LostRuins / koboldcpp

Run GGUF models easily with a KoboldAI UI. One File. Zero Install.
https://github.com/lostruins/koboldcpp
GNU Affero General Public License v3.0
4.83k stars 342 forks source link

AMD GPU VRAM idling at 0mhz tanking performance on Vulkan and ROCm #978

Open YW5555 opened 2 months ago

YW5555 commented 2 months ago

My AMD 6900XT VRAM would idle to 0mhz after a while and this would tank the performance of koboldcpp. The idling VRAM doesn't affect other workloads like gaming because the VRAM frequency would pop back to 2000mhz. But generating with koboldcpp fails to 'wake up' the VRAM, tanking my generation speed to ~7 tk/s instead of the usual ~50tk/s. My solution is to turn off Freesync in the AMD driver which forces the VRAM frequency to stay at the max 2000mhz clock rate all the time.

This issue has been happening in the past few months with different GGUF, Windows update, AMD driver and koboldcpp versions (main with Vulkan and ROCm fork) combinations. All GGUF layers and context are completely offloaded to VRAM (~11GB).

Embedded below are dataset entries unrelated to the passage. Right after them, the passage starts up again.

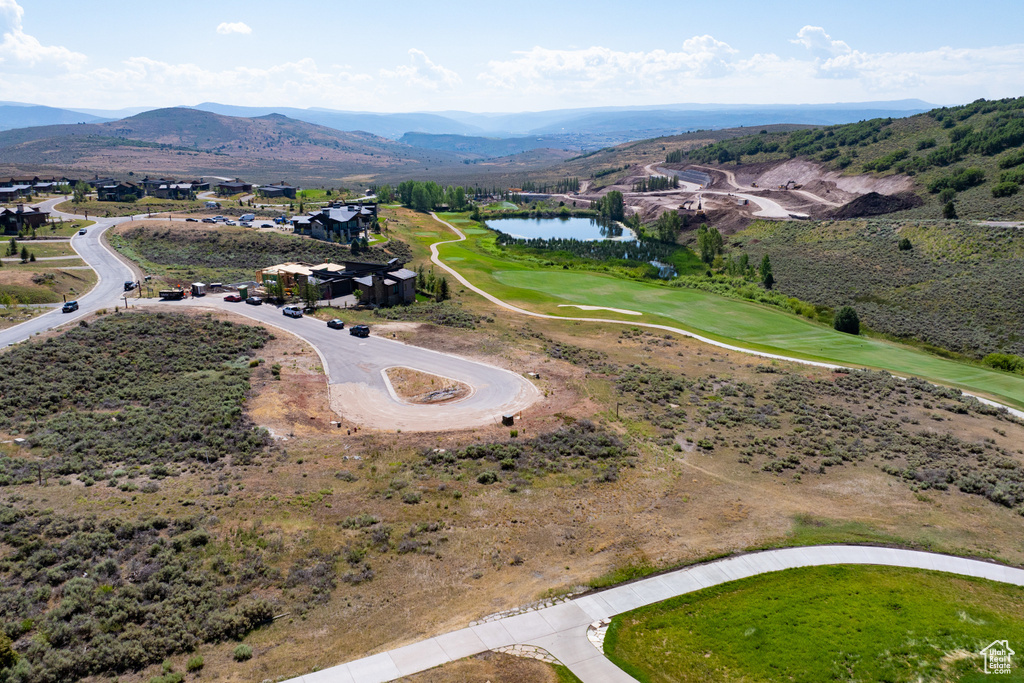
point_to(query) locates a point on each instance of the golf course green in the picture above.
(822, 624)
(529, 285)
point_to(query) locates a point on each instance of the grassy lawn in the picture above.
(821, 624)
(730, 321)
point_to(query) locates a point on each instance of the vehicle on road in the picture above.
(172, 295)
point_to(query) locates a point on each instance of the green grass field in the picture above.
(823, 624)
(730, 321)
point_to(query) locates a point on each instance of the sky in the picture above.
(523, 55)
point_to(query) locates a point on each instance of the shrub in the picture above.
(1005, 189)
(846, 321)
(1007, 361)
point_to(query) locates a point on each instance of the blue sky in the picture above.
(400, 56)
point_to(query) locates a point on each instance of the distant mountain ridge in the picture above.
(590, 127)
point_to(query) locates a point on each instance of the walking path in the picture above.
(562, 629)
(435, 258)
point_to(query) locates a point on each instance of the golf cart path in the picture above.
(435, 258)
(562, 628)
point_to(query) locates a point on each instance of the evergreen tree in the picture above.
(766, 274)
(847, 321)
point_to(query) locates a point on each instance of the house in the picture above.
(233, 187)
(339, 222)
(380, 284)
(173, 190)
(281, 189)
(13, 191)
(119, 191)
(14, 220)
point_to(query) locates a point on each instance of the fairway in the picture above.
(822, 624)
(731, 321)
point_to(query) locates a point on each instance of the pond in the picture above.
(561, 228)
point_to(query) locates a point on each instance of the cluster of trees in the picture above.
(655, 183)
(431, 285)
(710, 243)
(611, 206)
(12, 250)
(427, 196)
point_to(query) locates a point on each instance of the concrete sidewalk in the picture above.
(561, 629)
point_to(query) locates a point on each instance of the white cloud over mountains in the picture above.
(700, 69)
(226, 29)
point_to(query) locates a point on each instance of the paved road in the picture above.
(111, 270)
(562, 629)
(354, 367)
(355, 372)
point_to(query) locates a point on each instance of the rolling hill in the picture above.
(970, 156)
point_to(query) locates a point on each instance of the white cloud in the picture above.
(422, 73)
(225, 28)
(17, 49)
(820, 43)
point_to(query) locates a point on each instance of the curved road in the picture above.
(435, 258)
(562, 629)
(353, 366)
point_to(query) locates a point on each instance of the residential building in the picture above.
(14, 220)
(341, 222)
(119, 191)
(233, 187)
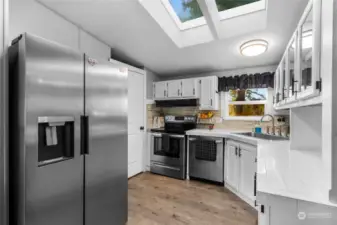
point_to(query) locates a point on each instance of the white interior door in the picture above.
(205, 93)
(135, 123)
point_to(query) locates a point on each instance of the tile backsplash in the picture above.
(218, 122)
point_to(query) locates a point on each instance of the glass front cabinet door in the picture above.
(309, 42)
(298, 77)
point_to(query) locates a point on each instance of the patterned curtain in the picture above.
(258, 80)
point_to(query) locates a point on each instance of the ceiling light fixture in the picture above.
(254, 47)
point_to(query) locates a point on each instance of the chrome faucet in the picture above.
(273, 120)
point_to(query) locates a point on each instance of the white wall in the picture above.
(32, 17)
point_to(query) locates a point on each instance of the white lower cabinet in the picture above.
(231, 165)
(248, 167)
(240, 170)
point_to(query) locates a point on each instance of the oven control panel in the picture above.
(182, 119)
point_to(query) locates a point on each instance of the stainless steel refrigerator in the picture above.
(68, 136)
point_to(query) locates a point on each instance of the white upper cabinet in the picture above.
(189, 88)
(209, 97)
(160, 90)
(174, 89)
(309, 51)
(205, 89)
(298, 75)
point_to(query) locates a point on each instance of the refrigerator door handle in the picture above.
(84, 135)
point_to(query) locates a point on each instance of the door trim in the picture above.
(145, 154)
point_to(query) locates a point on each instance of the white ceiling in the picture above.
(128, 28)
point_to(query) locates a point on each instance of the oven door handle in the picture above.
(218, 141)
(177, 136)
(156, 135)
(192, 139)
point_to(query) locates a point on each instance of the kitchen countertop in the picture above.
(231, 133)
(281, 170)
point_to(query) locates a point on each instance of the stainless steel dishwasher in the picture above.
(206, 158)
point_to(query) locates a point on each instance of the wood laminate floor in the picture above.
(158, 200)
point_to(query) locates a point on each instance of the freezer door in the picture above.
(46, 104)
(106, 161)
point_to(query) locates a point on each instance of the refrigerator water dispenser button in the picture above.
(51, 136)
(55, 140)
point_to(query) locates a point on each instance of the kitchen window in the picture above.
(246, 104)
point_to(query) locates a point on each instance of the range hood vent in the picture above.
(177, 103)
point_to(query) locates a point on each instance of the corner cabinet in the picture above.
(297, 78)
(240, 170)
(209, 97)
(205, 89)
(160, 90)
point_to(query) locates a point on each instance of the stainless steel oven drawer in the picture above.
(166, 170)
(206, 161)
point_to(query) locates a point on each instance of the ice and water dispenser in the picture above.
(55, 139)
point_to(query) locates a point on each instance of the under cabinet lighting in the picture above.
(254, 47)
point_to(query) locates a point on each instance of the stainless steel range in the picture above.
(168, 146)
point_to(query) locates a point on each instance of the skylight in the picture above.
(186, 10)
(186, 13)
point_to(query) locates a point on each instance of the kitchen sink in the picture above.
(264, 136)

Current hardware: OS: Windows 11 Pro 23H2 GPU: Powercolor AMD 6900XT Reference GPU Driver: 24.5.1 CPU: AMD 5800X

LostRuins commented 2 months ago

Are you sure it's not a threading issue instead? If you keep koboldcpp in the foreground with --foreground does it still happen? I'm not sure GPU driver power throttling behavior can be controlled from the program, could be due to your power options e.g. battery mode. Perhaps you need to config it in the AMD control panel.